How would this detection behave if texts belonging to different character sets are pasted in a text box?

A: 

The web browser should send up a content type including encoding when it posts the data.

I find it helpful to think of text as "just text" (without any particular encoding) until an encoding is required. So the browser shouldn't care what encoding (if any) was used to originally produce the text (e.g. if it was copied and pasted from a file, the file's encoding is irrelevant). It decides what encoding to use when posting it to the server, obviously making sure that it's an encoding which covers all the characters it needs to send.

Jon Skeet
(If the browser sends the content-type) What parameter should I inspect to get hold of the encoding?Detection is important at the server side to convert all the text(rather characters) of different types into a specific encoding(say UTF-8).
Krishna
Use the Content-Type header - that should specify the character encoding used (for text data).

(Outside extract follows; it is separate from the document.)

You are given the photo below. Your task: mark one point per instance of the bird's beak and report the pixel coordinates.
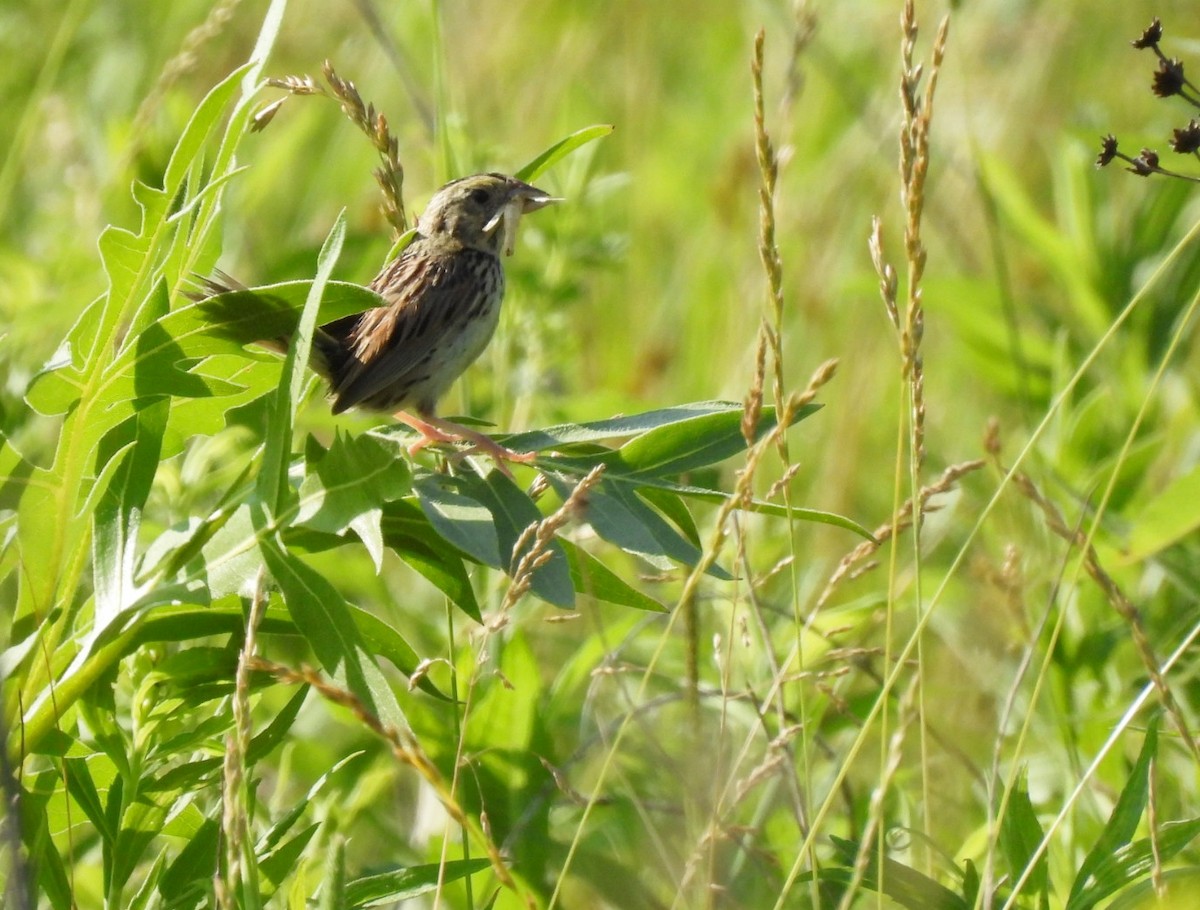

But you're not converting the text *into* a specific encoding - you're converting it from the encoded form into characters.
Jon Skeet
I did not find a encoding type present in the headers. Say the browser posts raw data to the server, is there any fool-proof way of detecting an encoding? Or is it more of a intelligent guess work?
Krishna
A: 

if you use php on the server, you can use mb_detect_encoding

pixeline
+1  A: 

You need to tell the browser what encoding to use by adding an accept-charset="UTF-8" (or similar) attribute to the form. Apparently this defaults to the character set of the page, but I wouldn't count on that. The browser won't tell you what encoding it used when it submits the form, so you need to assume it used the one you told it to.